Il raconte le « choc émotionnel », et « la souffrance » d’être enfermé, expliquant : « C’est beaucoup de temps perdu, du temps que tu ne retrouveras jamais. » « Je suis peut-être un trompe-la-mort dehors, parce que je ne me suis pas fait tirer dessus et je ne suis pas mort, mais je suis un miraculé de l’enfermement », confie-t-il.

Dix années durant lesquelles Redoine Faïd ne pense qu’à sa liberté : « Tu penses bien que pendant des années je me suis préparé à m’évader », explique-t-il. « Jamais de ma vie, j’ai cru que j’allais faire 10 ans de prison, jamais de ma vie. Je me dis, je vais me faire la malle, mes potes vont venir, on va tout faire péter », raconte-t-il, avant d’ajouter : « Je suis épris de liberté, c’est même envahissant d’ailleurs. » Sortir de prison, « c’est comme renaître », avoue le braqueur qui s’est évadé à trois reprises.

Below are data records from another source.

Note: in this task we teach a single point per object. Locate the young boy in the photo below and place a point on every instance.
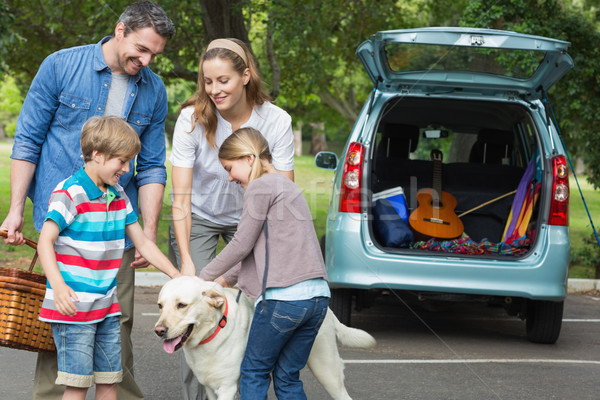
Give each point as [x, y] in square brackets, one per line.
[80, 246]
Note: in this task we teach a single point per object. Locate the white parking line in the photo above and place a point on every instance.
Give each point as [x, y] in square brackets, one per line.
[592, 320]
[477, 361]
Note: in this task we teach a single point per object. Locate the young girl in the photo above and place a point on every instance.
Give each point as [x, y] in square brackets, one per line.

« En cavale, tu n’as plus d’identité, tu n’existes plus »

Ces évasions, il les a réalisées pour retrouver le « sentiment d’invincibilité », ressenti au moment des braquages. Pendant sa cavale, il n’était « pas dans la vraie vie », raconte-t-il, expliquant qu’il devait, en permanence, cacher son identité et rester sur le qui-vive. « Quand tu es en cavale, tout est défaussé, tu crois que tu es dans le vrai, mais en réalité, c’est une prison qui n’a pas de barreaux », confie le braqueur. « En cavale, tu n’as plus d’identité, tu n’existes plus. Tu es submergé par l’engrenage, par la spirale infernale. C’est la mort ou c’est la prison », conclut-il.

« Je prends ma retraite, je laisse ma place aux autres »

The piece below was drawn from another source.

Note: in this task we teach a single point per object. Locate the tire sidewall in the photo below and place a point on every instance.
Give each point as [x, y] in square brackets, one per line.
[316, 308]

« Je prends ma retraite, je laisse ma place aux autres », lance-t-il face caméra, avant de raconter, tout sourire, sa nouvelle vie de « braqueur repenti » : « Je suis attaché commercial dans une entreprise. Du lundi 6 heures au vendredi 19 heures, je suis pris par mon boulot. J’aime mon travail, je prends le RER tous les jours comme tout le monde, je discute avec des gens. Je m’émerveille pour un rien, je redécouvre la vie ».

Une période qui n’aura duré qu’un temps. Le 1er juillet dernier, alors qu’il était condamné à 25 ans de réclusion criminelle pour son rôle d'« organisateur » dans un braquage qui a coûté la vie à la policière Aurélie Fouquet, Redoine Faïd, aidé par un commando armé, s’est évadé en hélicoptère de la prison de Réau (Seine-et-Marne). Après trois mois de cavale, le braqueur a été arrêté, le 3 octobre dernier, dans un appartement à Creil (Oise) et incarcéré à Vendin-le-Vieil (Pas-de-Calais), une des prisons les plus sécurisées de France.

Evasion de Redoine Faïd: «En cavale, il faut être capable d’abandonner sa famille»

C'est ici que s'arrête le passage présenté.